# sum of squares minimized

• Aug 7th 2006, 02:10 PM
TFT
Hello,
can any one help me in solving the folowing problem please???

show that if $x_1,...,x_n$ is a set of real numbers
such that
$
\sum_{i=1,..N} {x_i=a}
$

then the quantity
$\sum_{i=1,..N} {x_i^2}$
is minimized when $x_1=x_2=...=x_n=a/n$

the problem give some hint for solution:
assume that $x_i != x_j$
and show that this contradics the assumption that
$x_1,...,x_n$ minimize the sum of squares.to do this show that replacing $x_1 and x_j$ each by
$(x_i+x_j)/2$ reduces the sum of squares while insuring
$
x_1+...+x_i_-_1+(x_i+x_j)/2+x_i_+_1$
$+...+x_j_-_1+(x_i+x_j)/2+x_j_+_1+...+x_n=a$
thanks.
• Aug 7th 2006, 02:22 PM
ThePerfectHacker
Quote:

Originally Posted by TFT
Hello,
can any one help me in solving the folowing problem please???

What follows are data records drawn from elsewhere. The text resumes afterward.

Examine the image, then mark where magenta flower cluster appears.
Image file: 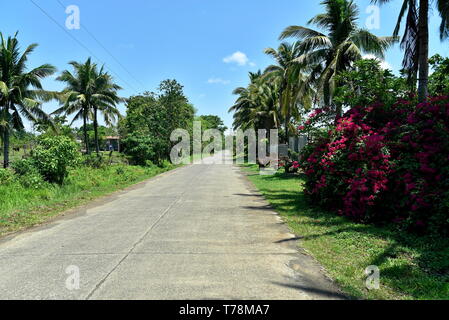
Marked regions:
[298,96,449,233]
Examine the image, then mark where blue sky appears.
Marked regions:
[0,0,449,130]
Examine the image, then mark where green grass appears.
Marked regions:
[0,165,175,236]
[244,166,449,299]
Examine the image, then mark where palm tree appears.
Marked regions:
[229,71,280,131]
[92,68,123,155]
[372,0,449,102]
[265,42,313,143]
[0,33,57,168]
[53,58,121,155]
[280,0,396,118]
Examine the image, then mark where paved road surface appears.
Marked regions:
[0,151,342,299]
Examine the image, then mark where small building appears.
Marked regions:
[104,136,120,152]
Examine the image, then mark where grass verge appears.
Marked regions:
[0,165,175,236]
[243,166,449,300]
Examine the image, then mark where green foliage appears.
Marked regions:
[0,165,173,236]
[123,133,157,165]
[19,172,48,190]
[0,168,15,185]
[429,54,449,96]
[11,159,39,176]
[242,166,449,300]
[334,59,410,108]
[120,80,195,165]
[83,154,106,169]
[32,136,80,184]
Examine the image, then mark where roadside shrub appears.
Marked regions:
[301,97,449,234]
[115,166,126,176]
[11,159,39,176]
[0,169,15,185]
[123,134,156,166]
[19,172,47,190]
[31,136,80,184]
[83,154,106,169]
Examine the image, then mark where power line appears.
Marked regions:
[56,0,145,89]
[30,0,137,92]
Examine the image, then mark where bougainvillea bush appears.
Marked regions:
[300,96,449,235]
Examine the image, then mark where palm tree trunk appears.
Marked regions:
[83,112,90,154]
[94,108,100,156]
[3,128,9,169]
[3,103,11,169]
[285,108,291,144]
[418,0,429,102]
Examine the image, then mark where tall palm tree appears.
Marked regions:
[229,71,280,131]
[92,68,123,155]
[265,42,313,143]
[372,0,449,102]
[280,0,396,118]
[0,33,57,168]
[53,58,121,155]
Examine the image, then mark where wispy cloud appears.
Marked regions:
[207,78,231,84]
[223,51,255,67]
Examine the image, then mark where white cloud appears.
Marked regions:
[223,51,252,67]
[363,54,393,70]
[207,78,231,84]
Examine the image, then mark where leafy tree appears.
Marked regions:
[229,71,280,131]
[119,80,195,164]
[197,115,228,134]
[280,0,396,118]
[31,136,80,184]
[54,58,122,155]
[429,54,449,96]
[372,0,449,102]
[265,42,313,141]
[0,33,57,168]
[334,59,410,109]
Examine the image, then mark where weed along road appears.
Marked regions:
[0,152,343,300]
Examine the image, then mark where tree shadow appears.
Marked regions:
[256,188,449,299]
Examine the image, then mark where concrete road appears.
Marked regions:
[0,152,343,300]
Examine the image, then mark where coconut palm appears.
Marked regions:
[54,58,121,155]
[280,0,396,117]
[229,71,280,131]
[265,42,313,143]
[0,33,57,168]
[92,68,123,155]
[372,0,449,101]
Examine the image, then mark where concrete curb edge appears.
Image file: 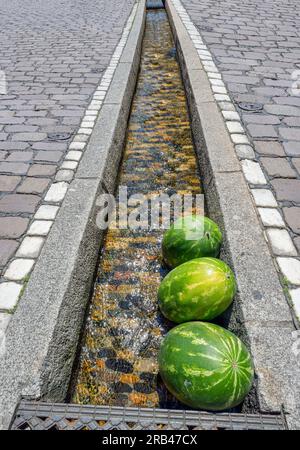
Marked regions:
[166,0,300,428]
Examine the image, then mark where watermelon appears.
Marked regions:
[158,258,236,323]
[158,322,253,411]
[162,215,222,267]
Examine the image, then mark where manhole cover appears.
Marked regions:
[238,102,263,111]
[48,133,72,141]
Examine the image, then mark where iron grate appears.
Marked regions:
[11,401,286,431]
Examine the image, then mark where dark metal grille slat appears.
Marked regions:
[11,401,286,430]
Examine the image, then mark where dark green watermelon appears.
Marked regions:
[162,215,222,267]
[159,322,253,411]
[158,258,236,323]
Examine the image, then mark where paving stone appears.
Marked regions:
[266,228,297,256]
[45,181,69,202]
[289,288,300,320]
[264,105,300,116]
[283,141,300,156]
[0,161,29,175]
[4,258,34,281]
[258,208,285,228]
[16,236,44,258]
[27,164,56,177]
[222,111,240,120]
[0,175,21,192]
[243,114,281,125]
[277,257,300,285]
[28,220,53,236]
[12,133,47,142]
[292,158,300,175]
[282,117,300,127]
[260,158,297,178]
[34,150,63,162]
[0,239,19,266]
[235,144,255,159]
[251,189,277,208]
[247,124,277,138]
[32,142,68,152]
[0,141,30,151]
[34,205,59,220]
[279,127,300,141]
[0,282,22,310]
[0,312,12,336]
[55,169,74,181]
[69,142,86,150]
[230,134,250,145]
[226,122,244,133]
[271,178,300,202]
[66,150,82,161]
[0,217,29,239]
[254,141,285,156]
[6,151,33,162]
[61,161,78,170]
[0,194,40,213]
[241,159,267,184]
[17,177,50,194]
[283,206,300,234]
[294,236,300,253]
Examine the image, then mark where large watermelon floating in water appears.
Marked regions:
[159,322,253,411]
[158,258,236,323]
[162,215,222,267]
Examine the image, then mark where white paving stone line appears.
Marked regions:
[0,3,138,312]
[169,0,300,313]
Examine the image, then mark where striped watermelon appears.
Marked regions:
[158,258,236,323]
[162,215,222,267]
[159,322,253,411]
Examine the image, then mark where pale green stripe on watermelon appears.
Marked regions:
[159,322,253,410]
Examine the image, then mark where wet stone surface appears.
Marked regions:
[72,10,200,408]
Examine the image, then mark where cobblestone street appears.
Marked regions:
[0,0,134,274]
[182,0,300,256]
[0,0,300,432]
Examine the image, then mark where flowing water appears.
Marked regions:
[72,9,200,408]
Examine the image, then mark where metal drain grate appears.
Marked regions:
[11,401,286,431]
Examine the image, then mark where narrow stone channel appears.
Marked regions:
[72,5,200,408]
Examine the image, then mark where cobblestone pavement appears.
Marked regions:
[182,0,300,317]
[0,0,134,274]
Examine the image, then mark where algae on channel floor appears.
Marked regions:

show that if $x_1,...,x_n$ is a set of real numbers
such that
$
\sum_{i=1,..N} {x_i=a}
$

then the quantity
$\sum_{i=1,..N} {x_i^2}$
is minimized when $x_1=x_2=...=x_n=a/n$

You want to minimize,
$f(x_1,...,x_n)=x_1^2+x_2^2+...+x_n^2$
With constraint curve,
$C(x_1,x_2,...,x_n)=x_1+...+x_n=a$
Use Lagrange multipliers,
$\nabla f=k\nabla g$
Thus,
$2x_1(1,0,...,0)+2x_2(0,1,...,0)+...+2x_n(0,0,...,1 )$ $=k(1,0,...,0)+k(0,1,...,0)+...+k(0,0,...,1)$
From here we see that,
$x_1=x_2=...=x_n=k/2$
Thus,
$x_1=...=x_n=\frac{a}{n}$

Take point $(a,0,...,0)$ and note that $f(a,0,...,0)\geq f(x_1,x_2,...,x_n)$. Therefore, the point we found was the minimum!